André: “Toen ik als jonge knaap in het middelbaar zat, had ik geen tijd om te leren. Ik had veel te veel andere dingen te doen. Een van mijn hoofdbezigheden was judo. Ik werd judotrainer, richtte een eigen club op, en trainde zowel kinderen als topatleten. Ik ging zelfs naar de olympische spelen van Barcelona en Atlanta. Dat zette me op een bepaald moment aan het denken over mijn eigen leren. Ik had een opleiding tot automecanicien gevolgd. Maar op mijn veertigste ben ik bij Kessels & Smit – de Foundation for Corporate Education – de leergang opleidingskunde gaan volgen. Ik besefte dat ik niet alleen hield van het judo, maar mensen en groepen ook graag hielp om een stap verder te komen. Het toeval wil dat ik op dat moment door mijn werkgever Philips, waar ik aan de slag was als operator, gevraagd werd om on the job kwaliteitstrainingen te beginnen geven. Wat later mocht ik voor Philips ook naar Shanghai als opleidingsverantwoordelijke bij het opzetten van een productielijn. Dat mocht ik nadien nog eens herhalen in Turnhout. Vanaf toen heeft het leren me niet meer losgelaten.
” Talent is één van je stokpaardjes. Waarom precies?
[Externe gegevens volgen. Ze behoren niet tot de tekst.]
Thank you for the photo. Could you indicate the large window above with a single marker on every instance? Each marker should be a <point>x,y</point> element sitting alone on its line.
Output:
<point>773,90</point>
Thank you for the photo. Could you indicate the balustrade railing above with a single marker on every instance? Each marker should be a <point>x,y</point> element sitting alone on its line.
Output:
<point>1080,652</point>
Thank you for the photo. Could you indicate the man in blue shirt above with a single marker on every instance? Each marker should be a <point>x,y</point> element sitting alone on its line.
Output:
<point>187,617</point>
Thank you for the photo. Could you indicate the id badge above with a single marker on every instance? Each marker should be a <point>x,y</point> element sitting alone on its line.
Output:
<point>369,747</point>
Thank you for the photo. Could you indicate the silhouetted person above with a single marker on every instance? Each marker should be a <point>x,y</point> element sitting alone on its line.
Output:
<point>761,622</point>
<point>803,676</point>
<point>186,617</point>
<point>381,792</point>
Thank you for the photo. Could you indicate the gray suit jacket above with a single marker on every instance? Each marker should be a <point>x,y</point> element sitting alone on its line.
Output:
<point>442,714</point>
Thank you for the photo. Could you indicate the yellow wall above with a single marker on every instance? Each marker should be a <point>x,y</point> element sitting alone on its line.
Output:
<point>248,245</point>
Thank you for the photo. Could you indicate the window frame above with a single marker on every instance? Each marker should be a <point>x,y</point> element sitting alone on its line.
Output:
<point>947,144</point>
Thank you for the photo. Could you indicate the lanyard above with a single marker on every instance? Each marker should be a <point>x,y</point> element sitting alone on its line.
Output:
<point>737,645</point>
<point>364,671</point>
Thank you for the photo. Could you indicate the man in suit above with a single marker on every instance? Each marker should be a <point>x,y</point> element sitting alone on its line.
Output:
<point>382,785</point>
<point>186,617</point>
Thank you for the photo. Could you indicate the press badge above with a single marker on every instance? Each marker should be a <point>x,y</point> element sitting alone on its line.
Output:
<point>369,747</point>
André: “Een van mijn eindwerken bij FCE was het maken van competentieprofielen. Die werken goed, omdat ze gedragingen beschrijven waar mensen feedback op krijgen. Op die manier kan je zaken bespreekbaar maken. Toch merkte ik dat dit bij sommige mensen beter werkte dan bij andere. Dat had niet alleen met mijn aanpak te maken, want ik differentieerde genoeg. Daarom ben ik talentonderzoek beginnen te doen, en ben ik overgeschakeld van competenties naar talenten. Een talent is een competentie waar je energie van krijgt. Je moet het generatief maken, ofwel: ervoor zorgen dat er een sterkte uit voortvloeit. Waardoor de buitenwereld je erkent voor je talent, en er concreet zichtbaar resultaat komt. Zo niet zit je met je talent misschien wel in de foute context. Het is mijn droom om iedereen de strategie voor zijn eigen groei of zijn eigen leren mee te geven. Ik ben aan een boek over dit thema aan het werken.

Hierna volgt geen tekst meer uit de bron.